Überzeugende, pure Nostalgie: Star Wars Episode VII – Das Erwachen der Macht
Mit dem 1977er Star Wars (Episode IV) und seinen beiden Sequels, The Empire Strikes Back (1980) und Return of the Jedi (1983), gelang es George Lukas, ebenso wie auch Komponist John Williams, eine Kultlegende zu begründen. Was bereits bei Die Rückkehr der Jedi-Ritter mit den etwas nervigen Ewoks als Tribut an eine neue, jüngere Zielgruppe begann, wurde rund 16 Jahre später in Episode I – The Phantom Menace mit dem glupschäugigen, tölpelhaften Jar Jar Binks für viele Freunde der damals bereits „klassischen “ Star-Wars-Trilogie zur quälenden, überzogen kindlichen Entgleisung. Episode II – Attack of the Clones (2002) besitzt neben einigen eindrucksvollen Momenten, etwa dem Pod-Race, zuviel sichtbar unausgereifte CGI-Technik und das gilt auch für die Eröffnung von Episode III – Revenge of the Sith (2005). Wobei dieser dritte Teil es allerdings dann doch recht überzeugend schafft, den Anschluss an die klassische Star-Wars-Trilogie zu finden. Damit schien es dann allerdings auch Schluss mit dem großen Weltraummärchen à la Hollywood zu sein.

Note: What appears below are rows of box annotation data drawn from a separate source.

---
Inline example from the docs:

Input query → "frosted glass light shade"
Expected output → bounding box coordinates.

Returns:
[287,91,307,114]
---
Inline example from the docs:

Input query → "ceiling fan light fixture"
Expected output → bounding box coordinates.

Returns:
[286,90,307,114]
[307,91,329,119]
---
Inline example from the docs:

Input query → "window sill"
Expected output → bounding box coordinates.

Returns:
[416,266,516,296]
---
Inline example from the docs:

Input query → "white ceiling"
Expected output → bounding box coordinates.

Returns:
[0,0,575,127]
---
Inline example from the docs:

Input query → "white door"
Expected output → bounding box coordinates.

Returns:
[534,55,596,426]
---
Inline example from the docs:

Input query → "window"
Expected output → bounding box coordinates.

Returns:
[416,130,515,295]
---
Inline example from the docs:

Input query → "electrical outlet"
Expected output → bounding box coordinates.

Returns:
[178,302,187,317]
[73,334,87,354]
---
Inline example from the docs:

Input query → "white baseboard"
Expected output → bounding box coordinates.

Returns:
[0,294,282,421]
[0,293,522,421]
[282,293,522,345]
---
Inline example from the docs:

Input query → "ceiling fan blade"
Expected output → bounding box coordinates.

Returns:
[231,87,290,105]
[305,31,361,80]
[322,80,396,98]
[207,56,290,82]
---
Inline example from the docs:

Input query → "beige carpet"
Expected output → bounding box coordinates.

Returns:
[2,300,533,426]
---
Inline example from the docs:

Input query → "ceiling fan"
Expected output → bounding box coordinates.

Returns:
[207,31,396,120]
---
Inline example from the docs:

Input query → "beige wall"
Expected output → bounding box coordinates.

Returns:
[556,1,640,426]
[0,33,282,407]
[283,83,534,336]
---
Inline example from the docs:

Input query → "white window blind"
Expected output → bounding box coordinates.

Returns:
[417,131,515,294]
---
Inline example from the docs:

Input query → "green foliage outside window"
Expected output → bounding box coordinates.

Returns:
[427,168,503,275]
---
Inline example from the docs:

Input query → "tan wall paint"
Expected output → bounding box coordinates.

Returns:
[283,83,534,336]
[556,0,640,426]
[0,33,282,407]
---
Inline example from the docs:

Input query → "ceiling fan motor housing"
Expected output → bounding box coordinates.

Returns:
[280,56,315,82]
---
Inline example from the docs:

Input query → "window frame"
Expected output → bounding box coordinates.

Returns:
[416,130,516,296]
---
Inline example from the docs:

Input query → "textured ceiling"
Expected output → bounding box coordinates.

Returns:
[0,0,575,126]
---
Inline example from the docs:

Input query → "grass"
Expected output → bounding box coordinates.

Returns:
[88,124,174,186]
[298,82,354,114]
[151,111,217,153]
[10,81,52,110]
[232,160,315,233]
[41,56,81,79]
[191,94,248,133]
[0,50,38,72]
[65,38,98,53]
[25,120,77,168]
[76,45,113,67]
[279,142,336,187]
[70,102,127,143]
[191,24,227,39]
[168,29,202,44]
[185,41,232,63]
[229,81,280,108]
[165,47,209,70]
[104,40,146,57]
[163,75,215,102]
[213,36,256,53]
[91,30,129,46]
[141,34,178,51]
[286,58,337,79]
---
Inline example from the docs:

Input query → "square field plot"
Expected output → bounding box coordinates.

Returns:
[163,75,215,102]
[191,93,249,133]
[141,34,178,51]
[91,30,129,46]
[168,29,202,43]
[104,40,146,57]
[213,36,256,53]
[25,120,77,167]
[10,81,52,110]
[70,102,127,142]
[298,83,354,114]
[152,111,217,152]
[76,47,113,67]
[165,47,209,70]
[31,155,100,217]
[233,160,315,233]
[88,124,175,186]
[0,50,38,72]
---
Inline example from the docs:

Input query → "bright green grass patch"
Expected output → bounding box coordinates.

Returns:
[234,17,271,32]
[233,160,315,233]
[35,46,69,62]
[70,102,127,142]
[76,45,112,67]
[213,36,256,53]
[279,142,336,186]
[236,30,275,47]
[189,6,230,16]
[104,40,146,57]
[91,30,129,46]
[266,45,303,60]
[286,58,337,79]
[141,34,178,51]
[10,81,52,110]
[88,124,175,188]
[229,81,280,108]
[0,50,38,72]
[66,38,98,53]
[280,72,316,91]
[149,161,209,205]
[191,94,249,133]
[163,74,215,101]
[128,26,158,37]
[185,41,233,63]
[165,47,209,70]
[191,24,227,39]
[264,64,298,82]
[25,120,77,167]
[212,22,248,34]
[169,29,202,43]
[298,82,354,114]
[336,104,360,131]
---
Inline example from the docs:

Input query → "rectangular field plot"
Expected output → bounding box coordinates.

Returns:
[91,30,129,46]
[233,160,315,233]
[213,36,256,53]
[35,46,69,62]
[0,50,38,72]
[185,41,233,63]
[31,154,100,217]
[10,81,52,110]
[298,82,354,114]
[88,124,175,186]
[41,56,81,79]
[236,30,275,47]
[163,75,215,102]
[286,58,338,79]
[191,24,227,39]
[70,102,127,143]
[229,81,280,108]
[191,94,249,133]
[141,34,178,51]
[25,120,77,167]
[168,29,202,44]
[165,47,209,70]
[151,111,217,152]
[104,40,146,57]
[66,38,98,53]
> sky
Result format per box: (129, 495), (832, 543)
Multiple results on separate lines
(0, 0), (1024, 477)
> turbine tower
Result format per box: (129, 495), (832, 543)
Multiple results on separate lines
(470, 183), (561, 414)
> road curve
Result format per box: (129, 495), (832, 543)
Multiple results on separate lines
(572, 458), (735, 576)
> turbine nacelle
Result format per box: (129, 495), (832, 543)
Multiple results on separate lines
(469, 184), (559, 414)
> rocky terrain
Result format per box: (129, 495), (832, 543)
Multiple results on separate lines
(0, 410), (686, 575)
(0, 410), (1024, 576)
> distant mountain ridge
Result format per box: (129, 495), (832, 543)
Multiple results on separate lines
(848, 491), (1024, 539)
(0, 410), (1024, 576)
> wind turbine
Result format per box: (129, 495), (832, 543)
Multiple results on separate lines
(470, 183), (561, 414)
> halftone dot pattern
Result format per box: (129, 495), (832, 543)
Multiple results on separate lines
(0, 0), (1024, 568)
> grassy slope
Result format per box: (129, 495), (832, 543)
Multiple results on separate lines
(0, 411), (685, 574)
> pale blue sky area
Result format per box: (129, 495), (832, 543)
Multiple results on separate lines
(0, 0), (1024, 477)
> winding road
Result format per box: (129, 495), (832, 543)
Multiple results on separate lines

Seitdem ist freilich viel passiert. Im November 2012 vermeldete die Presse, Mickey Maus habe von George Lucas das Star-Wars-Imperium gekauft. Die von manchen befürchtete Disneyfizierung ist bei Episode VII jedoch erfreulicherweise ausgeblieben.
Rund 32 Jahre nach dem Finale von Episode VI – Return of the Jedi ist der Kampf zwischen Gut und Böse offenbar doch noch nicht entschieden. Nach so langer Zeit ist bei den Protagonisten der Handlung zwangsläufig ein Generationswechsel inbegriffen. Aber nicht nur den haben Regisseur J.J. Abrams und sein Produktionsteam, darunter auch Lawrence Kasdan (der bereits das Drehbuch zum besten Film der klassischen Trilogie geliefert hat: The Empire Strikes Back), geschickt gehandhabt. Das Spektakel beginnt direkt visuell eindrucksvoll und vertraut zugleich: auf dem Wüstenplaneten Jakku, der ein Friedhof für zum Teil riesige Weltraumkreuzer ist.
Schnell wird deutlich, dass offenbar „Back to the Roots“ als einhelliges Motto für alle Beteiligten galt. So erhalten neben den die Handlung tragenden neuen Helden auch ihre mittlerweile ehrenvoll ergrauten Pendants drollige Auftritte. Die Neuen, das sind der abtrünnige Angehörige der imperialen Sturmtruppen FN-2187 (John Boyega), späterhin Finn genannt und die junge, offenbar vom Weltraum-Schrott ihren Lebensunterhalt bestreitende Rey (Daisy Ridley). Ihnen zur Seite stehen Luke Skywalker (Mark Hamill) und Han Solo (Harrison Ford) nebst seinem Wookie-Partner Chewbacca (Peter Mayhew). Auch die ehemalige Prinzessin Leia (Carrie Fisher) gibt’s noch: Sie ist mittlerweile zur Generalin, Leia Organa, aufgestiegen. Dagegen stehen die Bösewichte des Imperium-Nachfolgers „Erste Ordnung“: General Hux (Domhnall Gleeson) und der oberste Anführer Snoke (Andy Serkis) nebst seinem Schüler Kylo Ren (Adam Driver). Ren ist der Nachfolger Darth Vaders, dabei allerdings einer, der zwischendurch auch mal die Maske abnimmt und sein (nicht entstelltes) Gesicht zeigen mag.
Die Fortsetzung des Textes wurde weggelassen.